Ce n’est pas visiblement la mode Canard enchaîné, mais plutôt Cafard libéré, à suivre les rebondissements de chaque épisode, avec des adeptes du comptage des points tapis dans l’ombre. Et le ministre, le pauvre, attaqué de toutes parts, tente tant bien que mal de défendre son honneur et celui de son gendre de président. Lui aussi n’est pas épargné. Il y a juste qu’on a oublié lamentablement que c’est lui pourtant qui prend les décisions. Sinon, à quoi bon l’élire président. Une prérogative que l’ignare qui gueule au lieu traditionnel du grand-place ignore jusqu’à la taille de son « caya » (pantalon bouffant), se goinfrant de ragots assaisonnés d’anecdotes pas gentilles sur les riches ou les décideurs « politikcins » qui n’ont que faire de ce type de Sénégalais aimés des journalistes et qui donne du bouillon succulent à « wakh sa xalat » ou à « laju bës bi ». Et croyez-moi, dans cette parenthèse riz-huile, ce dernier leur donne des cheveux blancs avant l’heure. Le transporteur, le self made Man version saloum-saloum ou baol-baol, lui, connait parfaitement les canaux de communication par lesquels il faut passer pour défendre ses intérêts et ceux de son club : il invoquera ses croyances et sa proximité avec le petit peuple. Cocasse et triste ! Les délégués de quartier, non plus, ne passent pas entre les mailles du filet ; on leur reproche de faire du favoritisme et du copinage sans pourtant que ne leur parviennent les sacs tant convoités. Jugés avant l’heure, ils souffrent le martyre. Et comme le coronavirus est devenu, ironiquement, la maladie la plus démocratique que nous n’ayons jamais connue, il va sans dire qu’il va infliger les mêmes souffrances à tous.

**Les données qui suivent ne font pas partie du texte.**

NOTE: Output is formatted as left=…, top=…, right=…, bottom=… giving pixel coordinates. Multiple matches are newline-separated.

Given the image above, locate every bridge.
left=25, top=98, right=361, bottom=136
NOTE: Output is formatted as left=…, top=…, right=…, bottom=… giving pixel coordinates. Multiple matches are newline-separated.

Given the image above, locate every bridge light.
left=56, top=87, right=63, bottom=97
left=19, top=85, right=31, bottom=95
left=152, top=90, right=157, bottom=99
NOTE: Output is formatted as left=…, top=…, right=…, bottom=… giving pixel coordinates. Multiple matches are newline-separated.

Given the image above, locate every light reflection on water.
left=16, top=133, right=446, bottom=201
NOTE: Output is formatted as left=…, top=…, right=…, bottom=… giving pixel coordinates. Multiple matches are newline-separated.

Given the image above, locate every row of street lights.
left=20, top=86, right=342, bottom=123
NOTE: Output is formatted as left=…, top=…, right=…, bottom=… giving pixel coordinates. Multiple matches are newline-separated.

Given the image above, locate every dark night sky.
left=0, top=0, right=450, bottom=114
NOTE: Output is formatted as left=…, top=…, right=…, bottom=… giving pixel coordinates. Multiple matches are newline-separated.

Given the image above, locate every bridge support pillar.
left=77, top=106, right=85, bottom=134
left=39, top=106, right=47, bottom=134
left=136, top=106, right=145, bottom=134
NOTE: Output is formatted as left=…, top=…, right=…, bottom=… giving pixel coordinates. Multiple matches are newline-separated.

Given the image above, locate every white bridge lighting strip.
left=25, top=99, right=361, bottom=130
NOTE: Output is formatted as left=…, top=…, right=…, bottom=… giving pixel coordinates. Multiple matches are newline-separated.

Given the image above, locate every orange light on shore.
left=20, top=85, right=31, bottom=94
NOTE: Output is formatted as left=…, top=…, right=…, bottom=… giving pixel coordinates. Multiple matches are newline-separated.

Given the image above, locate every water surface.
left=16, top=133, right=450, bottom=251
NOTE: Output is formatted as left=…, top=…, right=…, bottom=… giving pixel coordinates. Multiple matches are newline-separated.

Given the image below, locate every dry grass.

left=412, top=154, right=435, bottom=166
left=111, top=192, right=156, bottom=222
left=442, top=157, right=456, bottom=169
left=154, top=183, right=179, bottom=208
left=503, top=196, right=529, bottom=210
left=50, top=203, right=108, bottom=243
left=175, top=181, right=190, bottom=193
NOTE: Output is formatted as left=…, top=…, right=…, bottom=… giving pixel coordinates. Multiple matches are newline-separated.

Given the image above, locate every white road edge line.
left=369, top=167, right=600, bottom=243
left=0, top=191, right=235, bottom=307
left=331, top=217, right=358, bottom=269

Et au moment où l’on rue dans les brancards pour notre cebu jën, le coronavirus continue à nous pomper nos espoirs pour nous fourguer de la peur et du stress. Le cas communautaire devient une vraie torture pour les blouses blanches. Mais aussi pour les goorgorlus de la classe moyenne – en passe d’être les nouveaux pauvres – laissés sur les bas-côtés dans cette messe de la distribution. Pourtant, on a juste oublié que lui aussi à du mal parfois à recharger sa bonbonne de gaz ou de s’acheter quelques litres de carburant pour sa caisse qui menace de rendre l’âme. Son compte bancaire ayant subi maintes cures d’amaigrissement pour cause de gel de beaucoup d’activités à cause de la pandémie. Le problème, c’est qu’ils n’ont pas été verbeux comme les autres, qui y arrivent sur fond de chantage et de menacés voilées. L’Assoc des consommateurs n’a pas aidé non plus, embrigadée qu’elle est dans la grande clameur de ceux qui jouent les morts-vivants.
Parfois, la bouffée d’air vient de Madame, chez la classe moyenne. Seulement, en perspective d’une fin du couvre-feu qui a vu de nombreux événements décalés – mariages, baptêmes -, elle ne veut pas trop forcer sur son portefeuille ; histoire de garder de quoi sauver les meubles face à ses « nawlés » (pairs), quand la circonstance ne manquera pas de se présenter.Sacré Sénégal ! Un pays vraiment spécial !

*Inspiré d’une caricature de l’hebdomadaire satirique Le Cafard libéré, milieu des années 90
** ‘‘ma qué ?’’ : expression italienne signifiant « mais c’est quoi ? ».